California Public Health Officer Sonia Angell tried to tamp down the public's escalating fears of coronavirus spreading by reassuring the risk to the general public remains low, a tougher task by the day since the virus which originated in China in January has infected 95,000 people in at least 80 countries. Those who contract the infectious disease generally recover with mild symptoms, if they do not have underlying health conditions or are otherwise vulnerable because of their age, she said.
The man who died in Placer County had underlying health issues, according to the county's public health officer.
Sonoma County public health officials Wednesday afternoon received the list of 78 local residents who were passengers of the Grand Princess.
Among them are the group who shared the shuttle here from San Francisco. Rohish Lal, a county public health spokesman, declined to name the shuttle service and said county officials are “working with the shuttle company and will contact those directly on the shuttle in question.”
The first case of coronavirus linked to the ship is a Sonoma County resident who remains in stable condition at a Santa Rosa hospital, Lal said.
Local public health officials announced Monday the person had been a passenger on the Grand Princess ship, 10 ?days after passengers returned from Mexico and disembarked in San Francisco.
Some of those passengers have decried a lack of response from public health officials.

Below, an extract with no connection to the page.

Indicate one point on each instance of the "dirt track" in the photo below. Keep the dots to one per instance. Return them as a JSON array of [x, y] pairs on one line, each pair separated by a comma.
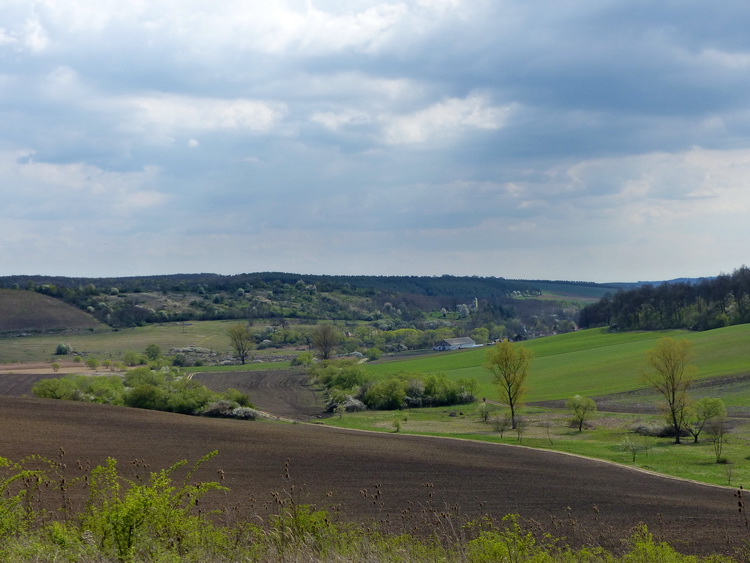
[[586, 500]]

Santa Rosa resident Vicki Eschellbach was aboard the Grand Princess and traveled among at least 50 ?people who returned to Sonoma County on shuttles from the port provided by the Sonoma County Airport Express. Calls to the transportation company weren't returned Wednesday.

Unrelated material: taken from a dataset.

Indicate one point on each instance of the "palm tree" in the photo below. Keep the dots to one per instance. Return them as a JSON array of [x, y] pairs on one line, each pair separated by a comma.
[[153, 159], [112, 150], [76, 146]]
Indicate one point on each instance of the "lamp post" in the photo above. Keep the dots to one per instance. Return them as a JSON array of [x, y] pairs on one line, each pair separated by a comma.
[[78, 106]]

Eschellebach, 64, said she and her husband remain in good health, but they are concerned they may be carriers of the virus since the man seated behind them on the bus had a terrible cough.
“This gentleman behind us said don't get too close, he was coughing and coughing the whole time,” Eschellebach said. “I thought if we just keep our mouths shut we'll get home safe and sound.”
Eschellbach said she called her doctor as soon as she learned about coronavirus cases linked to her cruise ship and was advised to stay home. She said she's been home for more than a week and out in the community. She works as a flight attendant and is scheduled to work next week.
“Do I just go on with life and pretend I'm fine? I don't feel bad, but I'm concerned about making somebody else sick,” Eschellbach said.